San Agustín explicaba que «el hecho de que María concibiese y diese a luz es
obra de la Trinidad, ya que las obras de la Trinidad son inseparables»[1]. Se trata en
efecto de una acción divina ad extra, cuyos efectos están fuera de Dios,
en las criaturas, pues son obra de las tres Personas conjuntamente, ya que uno
y único es el Ser divino, que es el mismo poder infinito de Dios (cfr. Catecismo,
258).
La Encarnación del Verbo no afecta a la libertad divina, pues Dios podía haber
decidido que el Verbo no se encarnara, o que se encarnara otra Persona divina.

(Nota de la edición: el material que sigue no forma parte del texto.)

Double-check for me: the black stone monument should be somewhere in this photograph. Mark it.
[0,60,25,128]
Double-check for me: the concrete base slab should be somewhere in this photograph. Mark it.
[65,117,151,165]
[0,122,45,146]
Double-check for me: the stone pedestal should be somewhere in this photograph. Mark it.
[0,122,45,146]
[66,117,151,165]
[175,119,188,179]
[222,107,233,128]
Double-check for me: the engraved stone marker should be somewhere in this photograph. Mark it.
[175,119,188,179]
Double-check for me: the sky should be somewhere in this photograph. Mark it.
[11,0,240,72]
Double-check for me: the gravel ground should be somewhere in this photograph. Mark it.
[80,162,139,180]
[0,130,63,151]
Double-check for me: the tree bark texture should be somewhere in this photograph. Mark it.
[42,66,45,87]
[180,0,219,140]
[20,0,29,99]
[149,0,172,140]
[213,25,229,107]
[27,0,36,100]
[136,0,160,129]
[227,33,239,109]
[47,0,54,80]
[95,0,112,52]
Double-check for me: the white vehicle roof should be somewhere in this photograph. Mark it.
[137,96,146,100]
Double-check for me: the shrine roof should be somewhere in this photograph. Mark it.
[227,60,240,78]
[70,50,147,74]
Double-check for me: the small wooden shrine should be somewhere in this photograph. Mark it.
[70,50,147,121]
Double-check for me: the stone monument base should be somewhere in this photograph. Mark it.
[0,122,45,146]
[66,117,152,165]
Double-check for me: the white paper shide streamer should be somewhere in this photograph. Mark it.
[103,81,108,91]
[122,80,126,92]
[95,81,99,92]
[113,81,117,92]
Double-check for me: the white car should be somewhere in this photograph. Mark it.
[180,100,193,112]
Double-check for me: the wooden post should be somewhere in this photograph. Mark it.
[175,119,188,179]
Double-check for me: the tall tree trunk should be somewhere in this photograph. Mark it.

Sin embargo, decir que Dios es infinitamente libre no significa que sus
decisiones sean arbitrarias ni negar que el amor sea la razón de su actuar. Por
eso los teólogos suelen buscar las razones de conveniencia que se pueden
vislumbrar en las diversas decisiones divinas, tal como se manifiestan en la
actual economía de la salvación. Buscan tan sólo poner de relieve la
maravillosa sabiduría y coherencia que existe en toda obra divina, no una
eventual necesidad en Dios.
2. La Virgen María, Madre de Dios
La Virgen María fue predestinada para ser Madre de Dios desde toda la eternidad
juntamente con la Encarnación del Verbo: «en el misterio de Cristo, María está presente
ya “antes de la creación del mundo” como aquella que el Padre ‘ha elegido’ como
Madre de su Hijo en la Encarnación, y junto con el Padre la ha elegido el
Hijo, confiándola eternamente al Espíritu de santidad»[2]. La elección divina respeta la libertad
de Santa María, pues «el Padre de las misericordias quiso que el consentimiento
de la que estaba predestinada a ser la Madre precediera a la encarnación para
que, así como una mujer contribuyó a la muerte, así también otra mujer
contribuyera a la vida (LG 56; cfr. 61)» (Catecismo, 488). Por eso,
desde muy antiguo, los Padres de la Iglesia han visto en María la Nueva Eva.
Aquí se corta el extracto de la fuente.